Weibo-Douban: Weibo and DoubanFootnote 4 are one of China’s largest microblogging and movie rating sites respectively. Alignment between them is revealed explicitly in Douban’s user profile (self descriptions). In total we have 141,614 aligned users. Besides the network, we also collect movie rating histories (123.49 per user) and microblogs (343.78 per user) as user generated contents (UGCs).

4.1 Consistency Analysis

For further insight, we conduct analysis on user consistencies across networks.

Fig. 1.
figure 1

Consistency across OSNs (Username, Social Tie and User Preference)

Username Consistency. We employ edit distance to measure similarity between usernames. Define \(P_{ed}(d)\) to be the pairs of accounts with edit distance less than or equal to d, precision and recall as follow:

$$\begin{aligned} Prec@d=\frac{|R\cap P_{ed}(d)|}{|P_{ed}(d)|}, Rec@d=\frac{|R\cap P_{ed}(d)|}{|R|} \end{aligned}$$
(2)

where R is the ground truth alignment (Eq. 1). Figure 1(a) depicts the result, indicating strong relation between username and network alignment. However, the recall is limited. Only \(30\,\%\) can be achieved for an acceptable precision.
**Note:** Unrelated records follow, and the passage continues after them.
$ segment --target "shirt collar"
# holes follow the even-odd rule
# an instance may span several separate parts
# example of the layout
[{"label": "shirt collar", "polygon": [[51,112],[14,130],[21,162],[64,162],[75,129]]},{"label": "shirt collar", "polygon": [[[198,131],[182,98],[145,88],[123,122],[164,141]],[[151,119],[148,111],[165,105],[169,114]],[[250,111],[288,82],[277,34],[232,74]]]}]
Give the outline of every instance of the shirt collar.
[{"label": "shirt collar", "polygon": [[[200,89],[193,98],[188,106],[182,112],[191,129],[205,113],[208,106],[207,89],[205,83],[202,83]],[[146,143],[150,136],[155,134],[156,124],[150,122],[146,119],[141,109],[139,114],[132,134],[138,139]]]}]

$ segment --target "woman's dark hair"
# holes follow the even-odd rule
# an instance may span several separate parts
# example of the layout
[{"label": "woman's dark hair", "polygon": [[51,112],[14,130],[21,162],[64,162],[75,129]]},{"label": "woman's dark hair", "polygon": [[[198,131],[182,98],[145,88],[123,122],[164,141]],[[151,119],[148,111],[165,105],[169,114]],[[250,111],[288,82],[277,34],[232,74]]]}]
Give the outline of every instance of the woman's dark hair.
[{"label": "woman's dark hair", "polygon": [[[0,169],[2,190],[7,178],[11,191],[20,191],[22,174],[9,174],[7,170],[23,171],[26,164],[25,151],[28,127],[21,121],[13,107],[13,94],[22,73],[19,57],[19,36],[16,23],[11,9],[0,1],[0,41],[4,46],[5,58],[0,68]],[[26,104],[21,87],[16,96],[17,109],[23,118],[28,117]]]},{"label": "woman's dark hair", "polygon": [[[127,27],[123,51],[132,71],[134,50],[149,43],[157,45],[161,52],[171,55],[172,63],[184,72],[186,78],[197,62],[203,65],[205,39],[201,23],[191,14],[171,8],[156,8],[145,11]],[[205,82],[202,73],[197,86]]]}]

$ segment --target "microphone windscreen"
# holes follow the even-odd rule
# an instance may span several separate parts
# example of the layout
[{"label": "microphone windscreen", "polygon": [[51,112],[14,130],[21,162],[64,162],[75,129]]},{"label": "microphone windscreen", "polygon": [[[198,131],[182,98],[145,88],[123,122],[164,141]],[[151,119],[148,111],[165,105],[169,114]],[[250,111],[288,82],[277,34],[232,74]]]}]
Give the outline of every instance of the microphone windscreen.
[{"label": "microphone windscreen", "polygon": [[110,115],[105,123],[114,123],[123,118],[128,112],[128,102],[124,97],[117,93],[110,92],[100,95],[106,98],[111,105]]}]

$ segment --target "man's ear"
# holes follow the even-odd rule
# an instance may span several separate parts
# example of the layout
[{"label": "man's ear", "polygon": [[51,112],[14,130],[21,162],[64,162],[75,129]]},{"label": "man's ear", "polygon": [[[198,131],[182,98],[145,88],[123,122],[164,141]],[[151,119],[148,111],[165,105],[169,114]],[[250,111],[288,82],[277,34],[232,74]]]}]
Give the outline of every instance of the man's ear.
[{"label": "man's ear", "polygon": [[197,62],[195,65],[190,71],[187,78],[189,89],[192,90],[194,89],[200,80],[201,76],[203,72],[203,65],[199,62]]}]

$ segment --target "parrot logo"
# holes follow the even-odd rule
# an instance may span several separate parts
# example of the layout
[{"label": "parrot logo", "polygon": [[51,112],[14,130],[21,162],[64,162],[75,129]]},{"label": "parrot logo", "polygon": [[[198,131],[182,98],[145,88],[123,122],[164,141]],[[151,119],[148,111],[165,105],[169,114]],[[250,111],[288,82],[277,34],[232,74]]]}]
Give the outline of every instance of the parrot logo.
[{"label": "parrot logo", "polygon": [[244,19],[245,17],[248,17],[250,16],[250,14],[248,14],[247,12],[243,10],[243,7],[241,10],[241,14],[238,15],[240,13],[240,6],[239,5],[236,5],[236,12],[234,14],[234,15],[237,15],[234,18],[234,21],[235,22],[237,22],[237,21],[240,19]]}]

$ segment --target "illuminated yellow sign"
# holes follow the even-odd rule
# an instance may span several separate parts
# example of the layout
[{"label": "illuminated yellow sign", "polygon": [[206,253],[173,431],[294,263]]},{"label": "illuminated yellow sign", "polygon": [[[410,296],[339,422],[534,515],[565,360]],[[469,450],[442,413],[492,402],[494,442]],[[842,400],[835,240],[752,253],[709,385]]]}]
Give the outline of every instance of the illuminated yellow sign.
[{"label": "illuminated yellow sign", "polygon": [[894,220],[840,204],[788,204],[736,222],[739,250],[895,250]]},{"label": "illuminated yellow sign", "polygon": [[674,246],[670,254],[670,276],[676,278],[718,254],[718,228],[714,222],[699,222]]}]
Social Tie Consistency. Social links in OSNs reflect user’s social ties or interests to some extent. We demonstrate social tie consistency by analyzing whether one’s social relations in different OSNs tend to be overlapping. We use Jaccard Similarity Coefficient to capture the overlapping level. As only the relative value is required, we normalize the coefficient according to each user.

$$\begin{aligned} J(u,v)=\frac{O_A(E_A(u))\cap O_B(E_B(v))}{O_A(E_A(u))\cup O_B(E_B(v))}, J_n(u,v)=\frac{J(u,v)}{\max _{v'\in U_B}J(u,v')} \end{aligned}$$
(3)

where \(E_A(u),E_B(u)\) are the neighbors of u in network A, B respectively and \(O_A,O_B\) are the ownership oracles. Result in Fig. 1(b) indicates the existence of social tie consistency. However, it also indicates that even the alignment is given except the target pair, precision based only on social tie is not ideal (\(\sim 40\,\%\)).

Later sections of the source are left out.